Wednesday, November 3, 2010

GAO: FDA Fails to Inspect Foreign Drug Plants Sufficiently

US General Accountability Office writes a scathing report on the FDA’s failure to inspect foreign drug manufacturing facilities.

Ed Silverman in Pharmalot blogs about the US General Accountability Office recent report which has determined that the FDA failed to implement earlier recommendations that would close the gap between the agency’s approach to inspecting domestic and foreign drug manufacturing facilities.

According to the Pharmalot post:

• The GAO writes that it is unclear if steps being taken by FDA “will prove successful” and there is an “urgent need” to better protect public health by putting GAO suggestions into practice.

• Here are some key findings:

o The FDA boosted its budget for foreign inspections to $41 million in fiscal 2009 compared with $12 million in fiscal 2008 and $10 million in fiscal 2007, and increased the number of foreign inspections.
o In fiscal year 2009, for instance, the FDA conducted 424 foreign inspections, compared to 333 and 324 inspections conducted in fiscal years 2007 and 2008, respectively.

• The GAO examined a list the agency kept to prioritize foreign inspections and estimated only 11 percent of the facilities were completed in fiscal year 2009.

• “At this rate, GAO estimated it would take FDA about 9 years to inspect all establishments on this list once.” That same year, 1,015 domestic inspections were made, or about 40 percent of domestic facilities.

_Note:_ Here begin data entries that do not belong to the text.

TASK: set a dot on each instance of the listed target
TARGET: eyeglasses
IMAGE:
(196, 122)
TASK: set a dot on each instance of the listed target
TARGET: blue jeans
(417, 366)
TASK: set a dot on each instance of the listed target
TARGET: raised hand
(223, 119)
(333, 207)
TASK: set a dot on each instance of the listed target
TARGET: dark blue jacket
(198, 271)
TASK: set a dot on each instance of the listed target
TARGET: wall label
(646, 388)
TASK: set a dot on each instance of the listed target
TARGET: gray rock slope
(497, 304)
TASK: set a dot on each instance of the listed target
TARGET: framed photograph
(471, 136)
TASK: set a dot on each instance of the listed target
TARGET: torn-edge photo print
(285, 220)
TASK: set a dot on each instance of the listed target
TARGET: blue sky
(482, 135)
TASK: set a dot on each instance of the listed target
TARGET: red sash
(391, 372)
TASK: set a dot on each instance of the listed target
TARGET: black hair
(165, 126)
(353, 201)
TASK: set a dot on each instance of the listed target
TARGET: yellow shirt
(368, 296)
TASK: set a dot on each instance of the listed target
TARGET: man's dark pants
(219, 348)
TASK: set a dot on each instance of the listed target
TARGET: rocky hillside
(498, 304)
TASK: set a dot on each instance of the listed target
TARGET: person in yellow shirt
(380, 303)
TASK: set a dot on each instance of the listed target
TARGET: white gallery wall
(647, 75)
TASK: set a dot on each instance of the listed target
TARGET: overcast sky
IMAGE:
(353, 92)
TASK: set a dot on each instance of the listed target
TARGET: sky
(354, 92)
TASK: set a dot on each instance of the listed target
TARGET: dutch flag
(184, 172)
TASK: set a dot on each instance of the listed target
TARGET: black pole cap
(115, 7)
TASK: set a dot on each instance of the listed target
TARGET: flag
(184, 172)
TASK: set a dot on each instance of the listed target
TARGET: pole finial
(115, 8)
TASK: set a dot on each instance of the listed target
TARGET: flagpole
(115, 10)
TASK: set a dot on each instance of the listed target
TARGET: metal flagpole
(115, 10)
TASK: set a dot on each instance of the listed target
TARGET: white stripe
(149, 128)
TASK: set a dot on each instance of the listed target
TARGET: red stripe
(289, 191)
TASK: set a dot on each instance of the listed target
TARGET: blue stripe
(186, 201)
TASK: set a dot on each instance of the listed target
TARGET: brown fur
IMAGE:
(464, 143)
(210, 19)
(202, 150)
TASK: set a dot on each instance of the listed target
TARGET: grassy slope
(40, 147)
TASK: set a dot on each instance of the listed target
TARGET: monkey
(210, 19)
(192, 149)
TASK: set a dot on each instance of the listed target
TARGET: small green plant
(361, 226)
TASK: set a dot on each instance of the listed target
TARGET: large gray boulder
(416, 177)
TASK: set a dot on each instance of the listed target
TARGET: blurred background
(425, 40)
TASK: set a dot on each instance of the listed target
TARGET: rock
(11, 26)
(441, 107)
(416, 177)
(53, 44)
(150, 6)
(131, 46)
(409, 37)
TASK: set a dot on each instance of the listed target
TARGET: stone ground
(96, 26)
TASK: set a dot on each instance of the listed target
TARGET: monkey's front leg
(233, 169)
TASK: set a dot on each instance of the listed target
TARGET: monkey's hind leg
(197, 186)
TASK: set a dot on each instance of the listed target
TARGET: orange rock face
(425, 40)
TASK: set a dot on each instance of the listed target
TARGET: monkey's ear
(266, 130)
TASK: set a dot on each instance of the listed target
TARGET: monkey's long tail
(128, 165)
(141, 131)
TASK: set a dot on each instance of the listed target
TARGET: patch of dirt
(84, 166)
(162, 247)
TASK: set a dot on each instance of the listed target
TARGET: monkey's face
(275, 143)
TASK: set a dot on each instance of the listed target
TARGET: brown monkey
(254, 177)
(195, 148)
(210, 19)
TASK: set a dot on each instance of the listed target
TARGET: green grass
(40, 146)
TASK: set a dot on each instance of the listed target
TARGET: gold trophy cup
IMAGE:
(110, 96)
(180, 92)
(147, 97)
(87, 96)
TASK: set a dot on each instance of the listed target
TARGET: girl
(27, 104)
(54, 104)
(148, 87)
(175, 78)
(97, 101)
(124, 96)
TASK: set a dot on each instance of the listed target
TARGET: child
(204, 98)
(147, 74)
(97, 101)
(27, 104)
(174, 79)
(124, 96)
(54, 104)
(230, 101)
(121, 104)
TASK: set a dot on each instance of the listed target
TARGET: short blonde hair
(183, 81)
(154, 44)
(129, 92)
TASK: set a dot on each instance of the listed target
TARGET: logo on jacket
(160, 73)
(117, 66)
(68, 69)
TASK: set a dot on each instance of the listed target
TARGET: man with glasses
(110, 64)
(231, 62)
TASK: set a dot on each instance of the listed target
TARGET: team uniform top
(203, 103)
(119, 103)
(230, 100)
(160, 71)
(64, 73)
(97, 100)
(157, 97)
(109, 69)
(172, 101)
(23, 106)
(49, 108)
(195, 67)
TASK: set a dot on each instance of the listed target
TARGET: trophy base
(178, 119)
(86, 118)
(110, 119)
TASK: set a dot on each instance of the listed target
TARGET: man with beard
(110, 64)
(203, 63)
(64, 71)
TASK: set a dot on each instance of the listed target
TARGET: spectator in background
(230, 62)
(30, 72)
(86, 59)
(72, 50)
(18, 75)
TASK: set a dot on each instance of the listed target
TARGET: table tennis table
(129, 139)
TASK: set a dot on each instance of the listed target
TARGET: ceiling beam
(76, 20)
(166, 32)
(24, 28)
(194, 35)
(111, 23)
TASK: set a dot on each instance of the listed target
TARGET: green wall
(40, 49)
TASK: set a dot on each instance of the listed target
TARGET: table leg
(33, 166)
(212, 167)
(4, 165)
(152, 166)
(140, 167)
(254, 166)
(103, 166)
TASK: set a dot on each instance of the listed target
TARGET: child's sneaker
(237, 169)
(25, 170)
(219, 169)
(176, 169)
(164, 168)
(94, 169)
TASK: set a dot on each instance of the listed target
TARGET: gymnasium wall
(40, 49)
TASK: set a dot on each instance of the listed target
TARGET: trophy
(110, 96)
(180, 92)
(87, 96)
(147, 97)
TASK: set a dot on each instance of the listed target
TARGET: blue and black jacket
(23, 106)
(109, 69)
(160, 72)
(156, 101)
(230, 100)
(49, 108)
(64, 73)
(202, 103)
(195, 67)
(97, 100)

• The FDA did not know how many foreign drug establishments were subject to inspection, because of inaccurate info in agency database. There were 3,765 facilities in the FDA databases, but 2,394 may never had been inspected. Most of these, not surprisingly, are located in China and India.

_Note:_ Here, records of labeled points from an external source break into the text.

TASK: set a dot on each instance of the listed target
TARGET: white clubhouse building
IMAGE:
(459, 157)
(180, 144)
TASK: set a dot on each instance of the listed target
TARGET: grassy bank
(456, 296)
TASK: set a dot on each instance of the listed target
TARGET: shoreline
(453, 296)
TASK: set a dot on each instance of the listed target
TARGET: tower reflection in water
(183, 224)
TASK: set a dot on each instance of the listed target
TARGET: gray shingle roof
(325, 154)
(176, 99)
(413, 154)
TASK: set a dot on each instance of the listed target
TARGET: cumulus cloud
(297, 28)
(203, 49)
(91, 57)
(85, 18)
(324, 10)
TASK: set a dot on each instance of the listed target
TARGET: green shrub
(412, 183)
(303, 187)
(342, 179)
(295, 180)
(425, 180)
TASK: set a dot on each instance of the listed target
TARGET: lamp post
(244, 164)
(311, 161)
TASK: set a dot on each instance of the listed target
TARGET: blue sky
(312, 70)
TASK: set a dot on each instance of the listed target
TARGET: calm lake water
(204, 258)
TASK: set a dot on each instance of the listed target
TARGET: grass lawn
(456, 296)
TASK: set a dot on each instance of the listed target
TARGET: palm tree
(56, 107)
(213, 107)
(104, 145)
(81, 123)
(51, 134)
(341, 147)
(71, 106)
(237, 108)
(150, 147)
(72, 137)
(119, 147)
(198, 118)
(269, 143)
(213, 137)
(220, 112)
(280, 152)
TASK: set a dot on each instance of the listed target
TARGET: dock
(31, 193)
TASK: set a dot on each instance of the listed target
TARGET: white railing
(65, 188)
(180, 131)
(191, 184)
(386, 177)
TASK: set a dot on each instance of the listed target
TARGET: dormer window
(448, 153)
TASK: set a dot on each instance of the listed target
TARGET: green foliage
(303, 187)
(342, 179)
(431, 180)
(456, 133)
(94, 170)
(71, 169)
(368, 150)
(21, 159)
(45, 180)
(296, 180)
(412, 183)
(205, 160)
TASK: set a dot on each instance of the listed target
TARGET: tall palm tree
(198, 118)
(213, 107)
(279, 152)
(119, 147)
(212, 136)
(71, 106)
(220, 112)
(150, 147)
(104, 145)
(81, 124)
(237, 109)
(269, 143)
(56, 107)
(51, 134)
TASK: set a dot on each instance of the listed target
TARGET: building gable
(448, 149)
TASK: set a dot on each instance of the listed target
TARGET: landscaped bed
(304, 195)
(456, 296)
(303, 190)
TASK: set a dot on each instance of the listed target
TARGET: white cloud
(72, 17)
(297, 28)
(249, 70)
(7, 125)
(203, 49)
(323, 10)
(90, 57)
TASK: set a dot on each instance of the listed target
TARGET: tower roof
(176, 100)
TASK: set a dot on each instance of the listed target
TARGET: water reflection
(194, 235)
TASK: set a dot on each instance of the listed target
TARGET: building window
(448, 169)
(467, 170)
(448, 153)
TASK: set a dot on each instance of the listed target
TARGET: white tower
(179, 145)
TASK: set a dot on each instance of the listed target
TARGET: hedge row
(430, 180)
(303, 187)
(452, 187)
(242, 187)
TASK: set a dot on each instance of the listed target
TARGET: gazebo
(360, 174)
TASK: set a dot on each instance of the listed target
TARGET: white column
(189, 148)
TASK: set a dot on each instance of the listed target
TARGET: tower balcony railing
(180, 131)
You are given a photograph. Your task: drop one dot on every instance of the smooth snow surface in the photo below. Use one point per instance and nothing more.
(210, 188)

• The FDA continues to emphasize inspections of establishments listed on applications for a new drug, instead of those already producing drugs for US consumption. The FDA’s approach is “inconsistent” with the GAO’s 2008 recommendation that the FDA inspect plants, “at a comparable frequency,” that are identified as posing the greatest public health, regardless whether these are foreign or domestic, if there is a manufacturing problem.

• The US Department of Health and Human Services acknowledged the need for improvement, but cites obstacles toward progress, such as the need to obtain permission from the foreign government of the country in which an establishment is located in order to conduct an inspection.

Clearly this report is very troubling to the average health care consumer given the proliferation of raw material contamination's, recalls due to poor manufacturing process, adulteration, fraud and a myriad of other issues that plague our pharmaceutical supply chain.

Historically pharmaceutical companies are outsourcing more of their raw materials, production and packaging than ever before and the FDA does not have the capacity or ability to identify all of the manufacturing plants are that produce the drugs that are taken every day by US consumers.

Along with more robust inspections, it is incumbent upon all members of the supply chain to take measures to make absolutely certain that the products of their brand or the products they distribute or dispense are safe and efficacious.

Secure Pharma Chain encourages all members of the pharmaceutical supply chain to implement a variety of solutions and technologies to test and authenticate the products within their inventories to protect their brand and most importantly the consumer.